Other in-house auditing programs are based on GMP and USDA guidelines, food safety concerns and requirements by customers as well as DFA. Team members from various departments such as production, maintenance, sanitation and QA conduct these self-audits. Daily GMP audits are conducted by all managers, along with a GMP/food safety audit PowerPoint presentation conducted by corporate and plant QA managers with photos taken out in the plant on non-compliance observations. “This creates greater awareness to all employees in the plant as a training tool or refresher and to provide corrective actions,” Kerrigan says.

The auditing program for suppliers is conducted by the corporate QA department. The certification program includes a vendor information packet provided to each supplier of raw ingredients, packaging materials and the like, to complete in regard to their HACCP plan, emergency contact information, letter of guarantee, third-party audits, allergen statements, material safety data sheets, each supplier’s profile, capabilities and quality assurance.

Inbound and outbound shipments are checked via a trailer inspection log for criteria including quality, temperature, cleanliness and smell. All outbound trailers must be clean and have no odors. All shipments are staged, shrink-wrapped and loaded, reefer temperatures checked and doors sealed.

The plant employs an operational risk management procedure for food security risk assessment to minimize risks of products being subjected to tampering or criminal or terrorist actions. Recall procedures are verified with mock recalls twice per year.  

“We have food-safety measures in place at American Dairy Brands where each incoming and outgoing carriers are inspected and documented,” Kerrigan explains. For every outbound load dispatched, the driver must have the order number or purchase order number and a valid driver’s license. Bulk receiving ports are locked and secured.
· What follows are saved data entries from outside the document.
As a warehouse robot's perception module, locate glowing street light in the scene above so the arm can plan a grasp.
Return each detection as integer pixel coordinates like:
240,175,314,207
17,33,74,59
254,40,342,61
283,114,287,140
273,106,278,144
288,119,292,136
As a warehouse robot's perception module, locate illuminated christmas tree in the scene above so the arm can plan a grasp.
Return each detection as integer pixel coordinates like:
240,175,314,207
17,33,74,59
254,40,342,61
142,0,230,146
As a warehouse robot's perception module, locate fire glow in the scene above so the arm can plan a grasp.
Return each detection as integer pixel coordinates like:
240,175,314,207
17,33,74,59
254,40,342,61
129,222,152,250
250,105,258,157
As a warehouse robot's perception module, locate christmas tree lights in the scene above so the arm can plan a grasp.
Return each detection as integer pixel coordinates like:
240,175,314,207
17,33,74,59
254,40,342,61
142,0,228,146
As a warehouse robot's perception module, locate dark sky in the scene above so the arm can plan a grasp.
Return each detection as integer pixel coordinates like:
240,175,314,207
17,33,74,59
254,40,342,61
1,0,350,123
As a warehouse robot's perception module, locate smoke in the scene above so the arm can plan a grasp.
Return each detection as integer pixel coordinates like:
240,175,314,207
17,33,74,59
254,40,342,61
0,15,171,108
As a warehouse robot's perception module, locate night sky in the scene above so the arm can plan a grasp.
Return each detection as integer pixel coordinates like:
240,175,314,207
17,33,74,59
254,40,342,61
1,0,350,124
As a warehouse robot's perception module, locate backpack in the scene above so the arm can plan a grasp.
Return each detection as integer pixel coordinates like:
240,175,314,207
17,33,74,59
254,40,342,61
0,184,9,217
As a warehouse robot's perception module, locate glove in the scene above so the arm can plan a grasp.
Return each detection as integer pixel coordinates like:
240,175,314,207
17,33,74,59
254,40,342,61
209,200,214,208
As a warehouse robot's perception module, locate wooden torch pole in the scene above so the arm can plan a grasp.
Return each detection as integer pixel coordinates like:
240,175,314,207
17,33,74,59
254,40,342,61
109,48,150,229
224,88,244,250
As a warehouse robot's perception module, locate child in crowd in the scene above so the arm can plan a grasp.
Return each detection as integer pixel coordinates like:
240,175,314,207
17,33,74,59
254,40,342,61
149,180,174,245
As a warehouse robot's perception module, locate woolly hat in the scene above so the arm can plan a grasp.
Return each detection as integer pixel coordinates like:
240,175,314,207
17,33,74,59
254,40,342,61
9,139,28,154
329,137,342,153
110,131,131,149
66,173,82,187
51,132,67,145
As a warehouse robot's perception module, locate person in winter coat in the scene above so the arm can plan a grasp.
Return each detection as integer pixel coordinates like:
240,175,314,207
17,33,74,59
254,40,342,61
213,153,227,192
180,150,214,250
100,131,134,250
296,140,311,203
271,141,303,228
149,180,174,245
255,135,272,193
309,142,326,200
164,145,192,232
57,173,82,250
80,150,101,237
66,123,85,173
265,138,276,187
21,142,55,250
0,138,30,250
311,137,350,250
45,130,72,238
Tanker inspections are received with each shipment on the bill of lading. All incoming ingredients and packaging materials are thoroughly inspected, with any suspect loads rejected and sent back to the vendor. All outbound trailers are sealed or locked, including all dropped trailers that are loaded on premises and moved away from shipping doors. 
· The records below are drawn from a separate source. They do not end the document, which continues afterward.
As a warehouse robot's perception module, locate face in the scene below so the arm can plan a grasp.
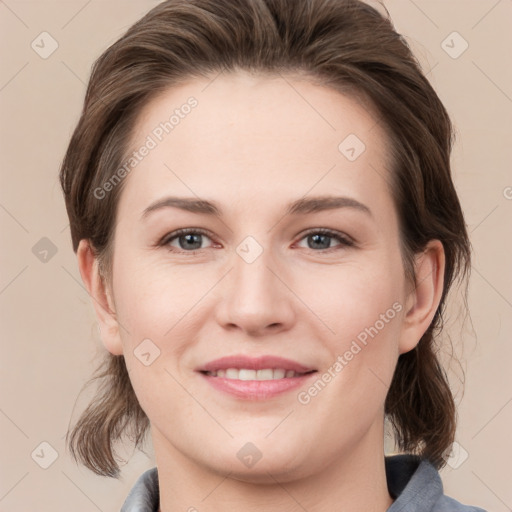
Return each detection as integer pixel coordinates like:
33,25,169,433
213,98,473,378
97,71,426,482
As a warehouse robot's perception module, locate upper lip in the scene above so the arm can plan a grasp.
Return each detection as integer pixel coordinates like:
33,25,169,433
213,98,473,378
197,355,317,373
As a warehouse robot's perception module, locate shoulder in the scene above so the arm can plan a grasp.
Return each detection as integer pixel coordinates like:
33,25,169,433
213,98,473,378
435,494,488,512
385,455,488,512
121,467,159,512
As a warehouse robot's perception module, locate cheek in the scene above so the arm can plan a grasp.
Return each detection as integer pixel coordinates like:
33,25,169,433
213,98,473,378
112,256,209,346
302,256,405,402
304,256,405,342
113,264,198,420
The plant’s HACCP program consists of flow and hazard analysis charts for each specific product on a particular line. The analysis includes the product description, ingredient/packaging assessment, processing step evaluation, allergen assessment, ingredient/process hazard evaluation summary and critical control point description.  The plan is verified by an outside food consultant, with an annual review of the plan by the HACCP team. Members include representatives from each department – production, maintenance, sanitation and QA. An annual HACCP refresher is conducted to all employees, and the HACCP team meets every other month as part of the plan to ensure product protection and food safety.

Shelf-life testing to determine food safety and quality is done on all products for the duration of the declared shelf life in all anticipated storage conditions. In addition, samples are retained and stored from each production date and evaluated as needed.

Beyond the hurdles of safety and security, commodity market variability also presents a challenge to production at the Plymouth plant. “We are directly affected by the cheese/milk market for ingredients and cheese to produce our products, but to sell we are in competition with very large companies,” Kerrigan says. “The upside of this challenge is we are forced to work smarter. This drive has allowed us to validate our processes to run extended-run production and maintain and/or improve our product lines.”

AT a glance

Dairy Farmers of America Inc.
Location: Plymouth, Wis.
Year opened: 1954
Size: 401,600 square feet
Employees: 375
Products made: Natural and processed cheese (shreds, chunks, snack cheeses and slices) totaling 1,260 total UPCs.
Processing capacity: 300 million pounds annually.
Lines: 14, including 2-pound loaf line, one slice-on-slice line, seven single-wrap slice lines, three shred lines and one chunk line. 
Storage capacity: 128,000 square feet cooler, 37,700 square feet dry storage.